Deixei os totens para trás, a fumaça, os olhares, as maldições.
Na saída, o pai dele tentou falar comigo.
Alaric Blackthorn, o Alfa de verdade, um homem duro, de olhar de pedra e honra ancestral, ele acreditava no vínculo. Ainda acredita.
— A deusa sabe o que faz — disse ele, enquanto eu caminhava sozinha até o carro que me traria de volta. — Talon vera.
— Talvez saiba — respondi. — Mas o filho do senhor acha que sabe mais que ela.
Ele não sorriu, mas também não me impediu de ir.
E então voltei. Voltei para minha casa simples, para minha avó, para meus livros, para meu futuro.
Na manhã seguinte, minha bolsa de estudos chegou, na universidade mais renomada do país em estudos biológicos e neurociência aplicada, consegui com minhas notas, minha pesquisa e meus próprios méritos.
— Você ainda quer ir? — perguntou minha avó, hesitante, como se estivesse pisando em gelo fino.
— Agora mais do que nunca.
A carta da universidade está sobre a mesa, meus documentos estão prontos, não pertenço ao mundo dos lobos, nem dos humanos, sou apenas uma ômega, sem lobo, sem utilidade para eles, mas não me importo.
Mas à noite, quando o mundo silencia,
quando as luzes da floresta se apagam…
eu ainda sinto.
Sinto o cheiro dele, sinto o eco do vínculo quebrado, como se uma parte de mim tivesse sido deixada naquele círculo de pedra, sob a Lua da Verdade.
Mas talvez, só talvez…
um dia ele sinta também.
E queime.
E eu vou rir, vou rir deste i****a.
— Elara, trouxe uma sopa.
— Oi, vó, entra.
Chamo a senhora que entra no meu quarto com a sopa, eu pego e começo a comer.
— Como foi?
— Como o esperado né, vó. Quem aqui ou em qualquer lugar vai querer uma ômega que não transforma.

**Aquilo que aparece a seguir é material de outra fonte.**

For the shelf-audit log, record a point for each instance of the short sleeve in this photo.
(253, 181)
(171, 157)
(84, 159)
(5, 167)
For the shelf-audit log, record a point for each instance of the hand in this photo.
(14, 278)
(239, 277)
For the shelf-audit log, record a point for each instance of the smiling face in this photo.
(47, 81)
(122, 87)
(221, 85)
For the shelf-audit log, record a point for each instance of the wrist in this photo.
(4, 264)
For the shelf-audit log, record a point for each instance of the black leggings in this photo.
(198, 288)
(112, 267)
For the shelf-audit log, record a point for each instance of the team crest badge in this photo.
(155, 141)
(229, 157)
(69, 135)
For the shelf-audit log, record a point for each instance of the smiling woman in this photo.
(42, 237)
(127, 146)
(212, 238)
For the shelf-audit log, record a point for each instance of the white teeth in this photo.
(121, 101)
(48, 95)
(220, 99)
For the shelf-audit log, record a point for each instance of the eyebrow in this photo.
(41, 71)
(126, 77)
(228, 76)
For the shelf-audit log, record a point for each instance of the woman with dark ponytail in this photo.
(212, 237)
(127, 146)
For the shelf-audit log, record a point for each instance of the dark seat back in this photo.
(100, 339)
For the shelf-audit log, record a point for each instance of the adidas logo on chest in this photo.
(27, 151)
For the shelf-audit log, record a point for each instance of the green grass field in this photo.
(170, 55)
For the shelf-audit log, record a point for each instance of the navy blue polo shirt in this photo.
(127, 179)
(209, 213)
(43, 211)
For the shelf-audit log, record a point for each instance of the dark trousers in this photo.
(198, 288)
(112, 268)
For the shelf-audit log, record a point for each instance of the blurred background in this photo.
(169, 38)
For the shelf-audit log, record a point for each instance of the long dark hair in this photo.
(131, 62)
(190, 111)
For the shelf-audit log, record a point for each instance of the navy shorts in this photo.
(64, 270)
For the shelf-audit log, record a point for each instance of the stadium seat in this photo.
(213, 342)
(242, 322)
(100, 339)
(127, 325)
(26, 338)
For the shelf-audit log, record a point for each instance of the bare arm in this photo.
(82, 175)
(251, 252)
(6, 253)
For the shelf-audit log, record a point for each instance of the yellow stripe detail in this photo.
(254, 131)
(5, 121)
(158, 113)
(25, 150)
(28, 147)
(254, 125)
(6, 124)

Ela me olha com compaixão, mas não com certo alívio.
— Você não precisa deles.
— Eu sei, vó, vou me concentrar nos estudos apenas, quando eu estiver num bom emprego, vamos morar em alguma cidade onde os humanos são maioria e não vamos mais depender desses lobos idiotas, que só nós vem como pedaço de carne.
— Sim, querida, isso mesmo.
Vovó fica um pouco no quarto e sai, me deito na minha cama, pego um livro para ler, desses que as humanas fazem, sobre nós, como se os lobos fossem os deuses salvadores das lobas, que fazem tudo por ela, só nesses livros mesmo.
Na real é totalmente diferente, ômegas, só servem pra procriar e dar prazer a única e exclusivamente os alfas, nenhum beta tem direito a uma ômega, elas são raras, e só os alfas tem esse direito, e sim, ômegas ficam trancadas, apenas usada no cio, muitos mantém outras parceiras alfas e betas, e usam omega apenas para ter filhotes e manter a linhagem.
Mas o alfa, acredita na União pelo destino, acredita que a Deusa escolhe os casais, foi assim com a omega dele.
Pelo menos é o que ele diz, antes do governo a levar, por ela ter sido dele sem o consenso do governo, ômegas são praticamente objetos do governo, para manter as alcatéias na linha, menos eu.
Fiquei um tempo nas mãos do governo, mas como nunca transformei, eu era apenas um gasto pra eles, e fui dada a minha avó, e agora sou feliz livre, e não é Talon que vai tirar minha paz.